The B3LYP method had a lot of advantages in terms of speed and accuracy, especially for the study of organic molecules, and was rapidly adopted by the computational chemistry and organic chemistry communities. Historically, B3LYP originates from an effort in the 1980s to to build Exchange and Correlation functionals to allow for the practical application of DFT to chemical problems. A number of research groups engaged and the Becke group in 1988 and 1993 described a hybrid functional~\citep{becke1988density}, and an Exchange functional~\citep{becke1993dft}, respectively, while Lee, Yang, and Parr (LYP) developed a Correlation functional in their 1988 paper~\citep{lyp1988}.
This major advance can be concisely referenced by citing Becke-1988~\citep{becke1988density}, LYP-1988~\citep{lyp1988} and Becke-1993~\citep{becke1993dft} since the two Becke articles represent the Exchange functional and the Lee-Yang-Parr article contributes the Correlation functional. The high frequency of co-citation (52,000) of Becke-1993 and LYP-1988 may result from authors assuming or concluding that citing Becke's 1993 article is adequate to reference the Exchange functional.

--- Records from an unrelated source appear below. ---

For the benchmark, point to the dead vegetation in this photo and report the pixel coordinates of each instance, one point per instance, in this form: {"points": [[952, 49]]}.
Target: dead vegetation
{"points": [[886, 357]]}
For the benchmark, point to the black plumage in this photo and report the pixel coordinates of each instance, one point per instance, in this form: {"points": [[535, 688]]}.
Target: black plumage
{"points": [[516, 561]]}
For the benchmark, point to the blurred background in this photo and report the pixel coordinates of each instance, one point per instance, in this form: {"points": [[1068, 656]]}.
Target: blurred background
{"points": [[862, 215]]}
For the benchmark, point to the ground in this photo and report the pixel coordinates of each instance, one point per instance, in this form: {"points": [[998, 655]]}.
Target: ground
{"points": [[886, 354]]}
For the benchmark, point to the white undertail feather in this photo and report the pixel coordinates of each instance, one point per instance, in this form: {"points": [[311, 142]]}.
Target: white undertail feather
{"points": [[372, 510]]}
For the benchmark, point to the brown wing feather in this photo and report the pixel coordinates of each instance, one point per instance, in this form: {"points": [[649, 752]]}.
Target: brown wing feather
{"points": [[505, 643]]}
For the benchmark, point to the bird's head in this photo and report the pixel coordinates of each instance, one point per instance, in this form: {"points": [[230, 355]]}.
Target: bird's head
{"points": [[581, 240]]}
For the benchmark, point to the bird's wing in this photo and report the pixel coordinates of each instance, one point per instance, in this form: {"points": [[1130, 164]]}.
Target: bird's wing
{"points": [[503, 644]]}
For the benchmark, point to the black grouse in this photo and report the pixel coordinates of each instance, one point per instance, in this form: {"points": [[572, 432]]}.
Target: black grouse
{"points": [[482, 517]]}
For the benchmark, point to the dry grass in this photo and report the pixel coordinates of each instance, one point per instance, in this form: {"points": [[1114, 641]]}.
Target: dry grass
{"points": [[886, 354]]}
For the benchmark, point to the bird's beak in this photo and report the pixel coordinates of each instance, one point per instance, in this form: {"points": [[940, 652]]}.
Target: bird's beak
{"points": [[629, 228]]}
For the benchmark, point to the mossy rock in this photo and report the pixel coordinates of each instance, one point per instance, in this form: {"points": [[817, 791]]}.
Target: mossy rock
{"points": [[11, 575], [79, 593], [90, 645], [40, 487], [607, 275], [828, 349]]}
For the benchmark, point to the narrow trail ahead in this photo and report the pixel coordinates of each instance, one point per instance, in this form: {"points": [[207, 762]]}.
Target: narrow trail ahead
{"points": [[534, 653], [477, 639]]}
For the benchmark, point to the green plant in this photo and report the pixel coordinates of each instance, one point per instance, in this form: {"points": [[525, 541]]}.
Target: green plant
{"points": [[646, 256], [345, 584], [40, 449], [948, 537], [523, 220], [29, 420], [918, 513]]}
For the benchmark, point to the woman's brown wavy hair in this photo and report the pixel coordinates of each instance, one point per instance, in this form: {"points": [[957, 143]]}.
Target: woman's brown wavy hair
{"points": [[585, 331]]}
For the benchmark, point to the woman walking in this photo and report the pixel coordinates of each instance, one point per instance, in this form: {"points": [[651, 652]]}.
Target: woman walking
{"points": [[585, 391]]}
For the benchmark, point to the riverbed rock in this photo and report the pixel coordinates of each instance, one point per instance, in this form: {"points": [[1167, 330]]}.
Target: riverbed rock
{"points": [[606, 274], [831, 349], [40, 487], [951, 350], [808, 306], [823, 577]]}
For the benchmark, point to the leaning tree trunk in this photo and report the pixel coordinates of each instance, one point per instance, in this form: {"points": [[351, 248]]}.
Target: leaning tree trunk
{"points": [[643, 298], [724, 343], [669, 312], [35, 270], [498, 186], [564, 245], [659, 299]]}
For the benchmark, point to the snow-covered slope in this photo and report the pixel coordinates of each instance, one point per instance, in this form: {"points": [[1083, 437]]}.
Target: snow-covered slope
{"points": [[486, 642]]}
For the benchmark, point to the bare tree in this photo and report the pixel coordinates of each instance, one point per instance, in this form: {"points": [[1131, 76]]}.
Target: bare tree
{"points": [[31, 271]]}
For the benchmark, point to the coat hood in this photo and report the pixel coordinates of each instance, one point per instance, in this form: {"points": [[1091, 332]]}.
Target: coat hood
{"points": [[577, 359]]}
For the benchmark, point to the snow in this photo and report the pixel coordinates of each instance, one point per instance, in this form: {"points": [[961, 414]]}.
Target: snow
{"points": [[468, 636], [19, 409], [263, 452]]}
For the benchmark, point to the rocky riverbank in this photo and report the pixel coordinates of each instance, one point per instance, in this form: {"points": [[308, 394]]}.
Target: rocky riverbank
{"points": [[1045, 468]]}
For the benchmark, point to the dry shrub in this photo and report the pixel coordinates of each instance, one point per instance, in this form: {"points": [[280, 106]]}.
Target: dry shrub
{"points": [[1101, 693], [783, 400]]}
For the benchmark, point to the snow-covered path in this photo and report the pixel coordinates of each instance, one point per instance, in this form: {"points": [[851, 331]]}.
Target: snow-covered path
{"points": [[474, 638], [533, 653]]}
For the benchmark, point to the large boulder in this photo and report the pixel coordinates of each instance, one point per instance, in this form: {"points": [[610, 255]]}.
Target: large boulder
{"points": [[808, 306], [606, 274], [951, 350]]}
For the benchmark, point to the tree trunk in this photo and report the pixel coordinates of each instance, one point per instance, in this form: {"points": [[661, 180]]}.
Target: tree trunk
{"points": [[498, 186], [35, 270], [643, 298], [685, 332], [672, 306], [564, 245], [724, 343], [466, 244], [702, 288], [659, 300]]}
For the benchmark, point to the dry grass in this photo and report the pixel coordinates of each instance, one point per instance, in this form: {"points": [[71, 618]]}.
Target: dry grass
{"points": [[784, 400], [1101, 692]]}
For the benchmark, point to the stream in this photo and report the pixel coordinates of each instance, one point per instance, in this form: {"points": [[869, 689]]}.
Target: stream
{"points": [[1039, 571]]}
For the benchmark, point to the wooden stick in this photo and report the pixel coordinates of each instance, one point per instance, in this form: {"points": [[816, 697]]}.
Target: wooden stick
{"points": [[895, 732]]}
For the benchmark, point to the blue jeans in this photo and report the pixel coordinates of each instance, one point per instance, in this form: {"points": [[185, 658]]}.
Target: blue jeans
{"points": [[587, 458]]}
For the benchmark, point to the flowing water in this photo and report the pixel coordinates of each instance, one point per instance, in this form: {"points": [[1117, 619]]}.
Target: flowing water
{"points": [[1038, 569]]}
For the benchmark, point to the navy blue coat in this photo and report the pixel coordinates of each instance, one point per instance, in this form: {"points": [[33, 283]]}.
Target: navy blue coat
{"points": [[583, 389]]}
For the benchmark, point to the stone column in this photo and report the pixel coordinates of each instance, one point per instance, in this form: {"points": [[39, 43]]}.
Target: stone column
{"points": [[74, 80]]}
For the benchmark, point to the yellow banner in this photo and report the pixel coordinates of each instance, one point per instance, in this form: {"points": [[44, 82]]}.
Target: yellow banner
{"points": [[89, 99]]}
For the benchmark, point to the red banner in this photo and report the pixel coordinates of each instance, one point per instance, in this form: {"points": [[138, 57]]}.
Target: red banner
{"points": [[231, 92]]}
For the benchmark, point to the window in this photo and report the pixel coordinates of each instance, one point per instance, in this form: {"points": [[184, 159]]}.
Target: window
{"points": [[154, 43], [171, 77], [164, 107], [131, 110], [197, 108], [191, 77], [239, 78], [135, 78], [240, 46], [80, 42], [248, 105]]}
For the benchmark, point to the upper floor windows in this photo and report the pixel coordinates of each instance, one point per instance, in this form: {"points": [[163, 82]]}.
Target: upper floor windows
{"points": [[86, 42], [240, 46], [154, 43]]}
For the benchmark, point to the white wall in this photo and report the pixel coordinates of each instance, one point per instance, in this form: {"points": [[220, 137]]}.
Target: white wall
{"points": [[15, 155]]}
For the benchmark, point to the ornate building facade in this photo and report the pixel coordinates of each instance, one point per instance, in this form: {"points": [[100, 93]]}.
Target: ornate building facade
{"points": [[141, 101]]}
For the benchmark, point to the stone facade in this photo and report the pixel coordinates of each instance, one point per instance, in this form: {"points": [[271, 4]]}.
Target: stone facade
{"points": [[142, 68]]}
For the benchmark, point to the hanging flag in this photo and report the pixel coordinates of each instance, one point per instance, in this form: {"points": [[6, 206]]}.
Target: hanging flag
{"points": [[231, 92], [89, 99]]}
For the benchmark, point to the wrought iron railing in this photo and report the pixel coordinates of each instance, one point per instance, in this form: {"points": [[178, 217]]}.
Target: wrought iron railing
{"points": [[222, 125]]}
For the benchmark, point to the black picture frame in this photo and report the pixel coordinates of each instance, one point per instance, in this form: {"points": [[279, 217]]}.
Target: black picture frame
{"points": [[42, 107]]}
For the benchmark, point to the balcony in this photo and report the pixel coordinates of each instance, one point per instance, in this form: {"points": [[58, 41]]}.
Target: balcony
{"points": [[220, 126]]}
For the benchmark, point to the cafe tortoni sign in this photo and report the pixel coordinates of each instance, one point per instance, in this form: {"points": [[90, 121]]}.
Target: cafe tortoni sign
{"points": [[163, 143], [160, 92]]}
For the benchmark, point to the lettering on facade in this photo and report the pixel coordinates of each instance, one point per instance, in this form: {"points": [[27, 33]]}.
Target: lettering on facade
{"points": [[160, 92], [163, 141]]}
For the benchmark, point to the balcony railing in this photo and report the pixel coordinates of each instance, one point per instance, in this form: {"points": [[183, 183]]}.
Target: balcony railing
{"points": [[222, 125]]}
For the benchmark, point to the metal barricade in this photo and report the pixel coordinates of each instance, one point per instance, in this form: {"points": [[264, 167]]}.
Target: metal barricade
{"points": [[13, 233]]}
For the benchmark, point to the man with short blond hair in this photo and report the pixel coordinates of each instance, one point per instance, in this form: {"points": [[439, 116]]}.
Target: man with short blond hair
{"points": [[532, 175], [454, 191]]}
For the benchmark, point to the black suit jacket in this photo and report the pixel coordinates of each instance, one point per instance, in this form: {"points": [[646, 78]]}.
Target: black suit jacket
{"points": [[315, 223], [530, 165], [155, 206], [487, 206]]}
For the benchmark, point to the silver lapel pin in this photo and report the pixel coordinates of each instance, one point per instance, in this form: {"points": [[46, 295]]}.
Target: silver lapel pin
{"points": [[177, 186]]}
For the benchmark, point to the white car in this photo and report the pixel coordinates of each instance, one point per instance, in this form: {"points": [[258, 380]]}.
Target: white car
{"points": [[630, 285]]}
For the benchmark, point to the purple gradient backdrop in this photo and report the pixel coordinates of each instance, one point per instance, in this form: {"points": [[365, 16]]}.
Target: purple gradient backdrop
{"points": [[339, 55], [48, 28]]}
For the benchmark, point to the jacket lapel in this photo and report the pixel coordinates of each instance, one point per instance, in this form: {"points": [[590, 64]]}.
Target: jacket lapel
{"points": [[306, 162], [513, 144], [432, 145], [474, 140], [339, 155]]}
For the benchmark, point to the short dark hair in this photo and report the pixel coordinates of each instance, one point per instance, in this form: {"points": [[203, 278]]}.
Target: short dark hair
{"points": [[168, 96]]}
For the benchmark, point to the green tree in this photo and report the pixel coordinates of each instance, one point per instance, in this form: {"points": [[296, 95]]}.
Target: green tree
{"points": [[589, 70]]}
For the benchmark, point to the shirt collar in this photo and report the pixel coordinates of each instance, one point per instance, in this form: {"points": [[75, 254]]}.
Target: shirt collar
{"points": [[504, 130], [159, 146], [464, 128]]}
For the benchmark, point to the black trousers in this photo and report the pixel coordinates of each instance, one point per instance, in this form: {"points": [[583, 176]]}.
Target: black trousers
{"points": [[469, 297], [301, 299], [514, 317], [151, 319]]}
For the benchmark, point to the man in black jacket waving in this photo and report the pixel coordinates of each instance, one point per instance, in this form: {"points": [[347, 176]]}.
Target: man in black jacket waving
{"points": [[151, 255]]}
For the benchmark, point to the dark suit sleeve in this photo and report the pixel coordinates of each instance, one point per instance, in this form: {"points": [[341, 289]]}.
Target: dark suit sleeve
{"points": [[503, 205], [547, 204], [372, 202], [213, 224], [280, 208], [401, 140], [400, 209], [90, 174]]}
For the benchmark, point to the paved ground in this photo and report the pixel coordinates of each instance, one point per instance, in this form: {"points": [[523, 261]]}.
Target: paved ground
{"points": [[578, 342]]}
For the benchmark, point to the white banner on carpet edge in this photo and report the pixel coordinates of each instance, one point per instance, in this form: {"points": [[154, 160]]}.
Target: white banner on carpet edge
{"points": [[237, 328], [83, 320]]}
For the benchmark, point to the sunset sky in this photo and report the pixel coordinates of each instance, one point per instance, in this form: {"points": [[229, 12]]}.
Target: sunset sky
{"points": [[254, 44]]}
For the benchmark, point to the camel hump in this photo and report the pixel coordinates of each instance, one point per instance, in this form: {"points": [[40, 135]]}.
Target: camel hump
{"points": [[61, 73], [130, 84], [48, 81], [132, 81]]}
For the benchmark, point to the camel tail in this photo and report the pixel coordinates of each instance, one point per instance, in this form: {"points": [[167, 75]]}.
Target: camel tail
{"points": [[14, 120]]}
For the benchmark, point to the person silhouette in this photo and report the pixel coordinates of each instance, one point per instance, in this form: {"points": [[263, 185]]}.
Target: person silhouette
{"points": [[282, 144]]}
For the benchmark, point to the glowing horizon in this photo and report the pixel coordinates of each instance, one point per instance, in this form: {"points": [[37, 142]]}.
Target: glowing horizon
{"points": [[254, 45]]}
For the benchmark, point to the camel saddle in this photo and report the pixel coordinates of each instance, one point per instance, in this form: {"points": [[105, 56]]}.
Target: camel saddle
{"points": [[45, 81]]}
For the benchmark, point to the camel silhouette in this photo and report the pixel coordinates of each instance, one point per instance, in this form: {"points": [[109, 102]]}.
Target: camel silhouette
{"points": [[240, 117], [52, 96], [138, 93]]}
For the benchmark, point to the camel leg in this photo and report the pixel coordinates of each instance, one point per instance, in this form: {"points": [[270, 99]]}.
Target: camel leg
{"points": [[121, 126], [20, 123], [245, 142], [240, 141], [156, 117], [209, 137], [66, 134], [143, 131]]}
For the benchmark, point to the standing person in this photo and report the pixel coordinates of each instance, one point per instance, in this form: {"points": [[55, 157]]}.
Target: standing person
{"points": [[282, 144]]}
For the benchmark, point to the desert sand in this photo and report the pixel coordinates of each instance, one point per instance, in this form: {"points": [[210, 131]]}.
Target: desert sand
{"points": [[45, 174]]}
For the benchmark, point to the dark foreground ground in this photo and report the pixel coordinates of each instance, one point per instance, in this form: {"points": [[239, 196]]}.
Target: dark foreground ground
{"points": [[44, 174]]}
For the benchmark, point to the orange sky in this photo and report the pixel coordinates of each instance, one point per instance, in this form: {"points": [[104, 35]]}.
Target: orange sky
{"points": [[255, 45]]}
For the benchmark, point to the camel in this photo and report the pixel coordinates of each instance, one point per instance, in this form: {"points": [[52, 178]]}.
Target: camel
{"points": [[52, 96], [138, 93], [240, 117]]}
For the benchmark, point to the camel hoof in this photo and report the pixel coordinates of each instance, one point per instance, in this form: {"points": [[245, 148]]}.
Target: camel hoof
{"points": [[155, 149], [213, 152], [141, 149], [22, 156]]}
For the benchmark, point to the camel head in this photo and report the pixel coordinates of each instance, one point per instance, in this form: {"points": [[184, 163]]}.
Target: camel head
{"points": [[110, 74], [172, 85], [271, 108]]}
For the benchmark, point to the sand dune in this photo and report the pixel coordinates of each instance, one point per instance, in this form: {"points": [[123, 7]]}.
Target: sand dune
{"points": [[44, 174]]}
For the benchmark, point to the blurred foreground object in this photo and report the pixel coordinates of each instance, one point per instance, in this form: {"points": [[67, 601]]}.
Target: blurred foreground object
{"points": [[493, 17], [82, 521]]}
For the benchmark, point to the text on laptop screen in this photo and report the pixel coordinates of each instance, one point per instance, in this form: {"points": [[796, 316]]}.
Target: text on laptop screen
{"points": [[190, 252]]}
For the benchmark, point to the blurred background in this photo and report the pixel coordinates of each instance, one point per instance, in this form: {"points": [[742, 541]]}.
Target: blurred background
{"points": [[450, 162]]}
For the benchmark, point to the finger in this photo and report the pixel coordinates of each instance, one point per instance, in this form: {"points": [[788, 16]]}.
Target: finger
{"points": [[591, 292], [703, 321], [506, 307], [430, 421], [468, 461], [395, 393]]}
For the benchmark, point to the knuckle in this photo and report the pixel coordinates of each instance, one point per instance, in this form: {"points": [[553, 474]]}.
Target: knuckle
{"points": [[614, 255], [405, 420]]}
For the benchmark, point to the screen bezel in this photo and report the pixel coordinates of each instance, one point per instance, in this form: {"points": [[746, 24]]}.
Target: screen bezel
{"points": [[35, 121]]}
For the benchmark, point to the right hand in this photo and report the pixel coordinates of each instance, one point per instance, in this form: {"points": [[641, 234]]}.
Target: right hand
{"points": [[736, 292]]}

Based on our use of Scopus data, the three articles in the Becke-1988--LYP-1988--Becke-1993 triad appear to have been co-cited at least 16,000, 25,000, and 52,000 times respectively, and the individual articles cited at least 38,000, 72,000, and 75,000 times (Figure 1). It is more difficult to conjecture why these three articles are individually cited at these very high levels although it is worth noting that frequencies of article citations always exceed those of co-citations, which in turn exceed those of tri-citations. It is also very likely that these articles have individually stimulated new ideas.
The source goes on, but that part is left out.